I am looking at buying a vacuum chuck set up for my lathe. I am debating on going with a unit like this for the vacuum source or going with a straight vacuum pump. A factor in my decision is whether or not the system from Packard will work for stabilizing blanks like a vacuum pump will. Life expectancy is also a concern. Any thoughts or suggestions would be greatly appreciated.


----------



## TimR (Aug 22, 2013)

Treecycle Hardwoods said:


> I am looking at buying a vacuum chuck set up for my lathe. I am debating on going with a unit like this for the vacuum source or going with a straight vacuum pump. A factor in my decision is whether or not the system from Packard will work for stabilizing blanks like a vacuum pump will. Life expectancy is also a concern. Any thoughts or suggestions would be greatly appreciated.



Greg, the type you show from packard is a nice unit if you have a pretty robust air supply. Never heard anything bad about them. They work off venturi suction principle, so not much can go wrong with the unit as long as you have a good source of compressed air. 
I'm not familiar with the specs of these, but I suspect they won't be adequate for stabilizing which typically requires much greater vacuum, like the 2-stage pumps can deliver. 
You can get the 2-stage pumps pretty readily via CL or ebay, and even buy new from HF for about $100 or less. That being said, I wouldn't use the HF 2-stage for vacuum chucking, it doesn't have a very significant CFM draw, important for vacuum chucking with minute leaks ever present, or even just drawing thru the wood itself.

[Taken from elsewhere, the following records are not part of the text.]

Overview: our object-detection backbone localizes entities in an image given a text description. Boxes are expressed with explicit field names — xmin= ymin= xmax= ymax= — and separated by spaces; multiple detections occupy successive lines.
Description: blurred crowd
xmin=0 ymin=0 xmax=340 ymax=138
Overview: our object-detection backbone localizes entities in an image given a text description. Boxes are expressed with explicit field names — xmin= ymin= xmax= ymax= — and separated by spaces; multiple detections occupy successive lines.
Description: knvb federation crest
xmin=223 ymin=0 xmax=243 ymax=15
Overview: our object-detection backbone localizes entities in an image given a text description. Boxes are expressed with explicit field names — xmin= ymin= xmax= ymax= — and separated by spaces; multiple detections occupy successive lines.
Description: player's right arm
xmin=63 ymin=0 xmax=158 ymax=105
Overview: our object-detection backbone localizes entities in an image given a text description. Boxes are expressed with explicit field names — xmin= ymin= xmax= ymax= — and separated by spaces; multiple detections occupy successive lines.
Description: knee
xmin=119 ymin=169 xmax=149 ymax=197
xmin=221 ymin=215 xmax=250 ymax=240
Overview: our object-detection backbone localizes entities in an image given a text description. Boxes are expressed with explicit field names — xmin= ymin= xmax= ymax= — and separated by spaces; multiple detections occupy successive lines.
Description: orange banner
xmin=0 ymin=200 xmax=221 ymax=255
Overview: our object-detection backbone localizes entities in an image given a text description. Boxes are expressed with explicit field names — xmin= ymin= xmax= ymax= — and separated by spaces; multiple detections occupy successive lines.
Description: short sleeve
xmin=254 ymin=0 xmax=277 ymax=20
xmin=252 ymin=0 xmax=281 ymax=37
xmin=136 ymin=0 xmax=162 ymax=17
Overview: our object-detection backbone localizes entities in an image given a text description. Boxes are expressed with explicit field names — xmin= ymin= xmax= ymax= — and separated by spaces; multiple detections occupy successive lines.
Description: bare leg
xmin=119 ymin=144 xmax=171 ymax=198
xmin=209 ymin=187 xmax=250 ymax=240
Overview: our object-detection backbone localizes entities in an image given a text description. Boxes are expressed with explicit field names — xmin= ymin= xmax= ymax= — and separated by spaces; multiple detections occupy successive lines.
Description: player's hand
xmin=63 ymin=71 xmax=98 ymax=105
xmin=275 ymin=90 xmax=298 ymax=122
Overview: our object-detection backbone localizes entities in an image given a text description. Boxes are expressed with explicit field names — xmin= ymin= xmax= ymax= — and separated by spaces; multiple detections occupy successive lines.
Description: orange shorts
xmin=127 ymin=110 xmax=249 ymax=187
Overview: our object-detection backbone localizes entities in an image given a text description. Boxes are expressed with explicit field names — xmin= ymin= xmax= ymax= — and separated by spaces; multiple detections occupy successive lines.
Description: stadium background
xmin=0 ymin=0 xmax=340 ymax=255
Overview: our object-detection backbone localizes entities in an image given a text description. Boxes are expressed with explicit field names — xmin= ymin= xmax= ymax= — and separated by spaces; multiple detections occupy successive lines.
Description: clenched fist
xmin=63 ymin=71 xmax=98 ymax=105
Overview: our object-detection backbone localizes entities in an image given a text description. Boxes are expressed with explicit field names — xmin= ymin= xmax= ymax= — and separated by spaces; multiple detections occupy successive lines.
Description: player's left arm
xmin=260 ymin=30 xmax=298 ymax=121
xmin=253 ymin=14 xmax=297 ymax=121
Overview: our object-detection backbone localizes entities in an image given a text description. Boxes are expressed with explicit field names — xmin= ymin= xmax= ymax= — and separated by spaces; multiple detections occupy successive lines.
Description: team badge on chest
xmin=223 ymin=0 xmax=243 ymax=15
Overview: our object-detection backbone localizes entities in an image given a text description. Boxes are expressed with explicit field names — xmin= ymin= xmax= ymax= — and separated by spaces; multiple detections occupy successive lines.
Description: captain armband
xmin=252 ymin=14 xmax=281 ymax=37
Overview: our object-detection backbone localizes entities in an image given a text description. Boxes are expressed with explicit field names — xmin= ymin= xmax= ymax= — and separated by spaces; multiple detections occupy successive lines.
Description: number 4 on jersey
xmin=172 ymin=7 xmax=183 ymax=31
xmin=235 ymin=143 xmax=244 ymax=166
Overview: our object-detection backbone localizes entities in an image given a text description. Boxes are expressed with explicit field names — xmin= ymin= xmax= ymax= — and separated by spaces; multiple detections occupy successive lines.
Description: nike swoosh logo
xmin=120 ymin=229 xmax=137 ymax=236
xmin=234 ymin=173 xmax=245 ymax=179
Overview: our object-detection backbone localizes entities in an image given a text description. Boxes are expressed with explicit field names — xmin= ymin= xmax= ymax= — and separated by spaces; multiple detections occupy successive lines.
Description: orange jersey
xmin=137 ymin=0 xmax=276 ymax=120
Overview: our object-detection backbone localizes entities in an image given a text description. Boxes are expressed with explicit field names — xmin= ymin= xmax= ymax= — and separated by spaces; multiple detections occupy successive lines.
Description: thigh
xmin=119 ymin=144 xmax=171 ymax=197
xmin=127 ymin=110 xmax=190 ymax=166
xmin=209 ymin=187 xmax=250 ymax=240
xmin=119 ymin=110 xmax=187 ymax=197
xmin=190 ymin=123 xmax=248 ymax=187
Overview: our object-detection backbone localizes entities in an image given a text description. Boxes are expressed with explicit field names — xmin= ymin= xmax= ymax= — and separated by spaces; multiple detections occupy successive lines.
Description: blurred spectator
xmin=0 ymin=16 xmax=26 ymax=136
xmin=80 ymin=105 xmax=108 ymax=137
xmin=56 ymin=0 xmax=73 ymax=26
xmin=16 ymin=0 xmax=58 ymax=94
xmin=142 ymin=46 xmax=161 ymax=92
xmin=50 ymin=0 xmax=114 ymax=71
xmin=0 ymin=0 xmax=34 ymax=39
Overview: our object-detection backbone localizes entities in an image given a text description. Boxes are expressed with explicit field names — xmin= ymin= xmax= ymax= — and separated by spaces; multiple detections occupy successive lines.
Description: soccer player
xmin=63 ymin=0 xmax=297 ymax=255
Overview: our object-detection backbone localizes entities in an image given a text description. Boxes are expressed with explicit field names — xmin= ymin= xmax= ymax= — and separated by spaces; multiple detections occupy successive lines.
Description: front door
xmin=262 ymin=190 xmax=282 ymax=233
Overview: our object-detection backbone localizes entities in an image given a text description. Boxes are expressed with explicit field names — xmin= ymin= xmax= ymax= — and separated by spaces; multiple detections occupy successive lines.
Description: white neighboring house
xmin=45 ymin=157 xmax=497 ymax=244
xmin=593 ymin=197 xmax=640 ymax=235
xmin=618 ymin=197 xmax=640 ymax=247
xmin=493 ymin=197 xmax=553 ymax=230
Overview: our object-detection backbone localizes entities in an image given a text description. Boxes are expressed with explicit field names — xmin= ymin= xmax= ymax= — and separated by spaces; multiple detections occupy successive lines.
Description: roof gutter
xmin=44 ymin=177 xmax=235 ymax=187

Personally, I use a Gast pump I bought used for vac chucking, and a separate HF 2-stage pump for stabilizing.

That's my $0.02...I'm sure other opinions will be offered.


----------



## DKMD (Aug 22, 2013)

I don't know of anyone who use a Venturi vacuum for stabilizing, but I agree with Tim's position that it's probably not idea. I know folks who use them for turning, and they seem to work well if the compressor is adequate.

I bought my vacuum setup from JT Turnings while at the SWAT meeting last year. It was a complete kit with adaptor, pump, chuck, and all the little doodads needed to get going on vacuum chucking. Mine works well on the lathe, but I've never tried stabilizing.

Here's the link to their pump(the accessories kit is another page):
http://www.jtturningtools.com/vacuumpumps-kits


----------



## Treecycle Hardwoods (Aug 22, 2013)

Thanks for the input guys I kinda thought the packard set up would lack what is needed for stabing things. The portability of the vacuum pump will be nice to have as well.


----------



## Gary Max (Aug 25, 2013)

I sent back mine to Packard and bought the Oneway system---------- it's a bunch of money but has served me well for years.


----------



## Treecycle Hardwoods (Aug 26, 2013)

Jon Kennedy said:


> look for a 6 cfm two stage pump on ebay, it will work for what you are looking to do plus will also work for stabilizing, venturi vacuum pumps dont pull down what a two stage pump will for stabilizing



Hey Jon some of the pumps have a micron rating does this play into the stabilizing process at all? There are also different HP ratings with the same CFM I would assume the more HP the more vacuum it will draw correct?


----------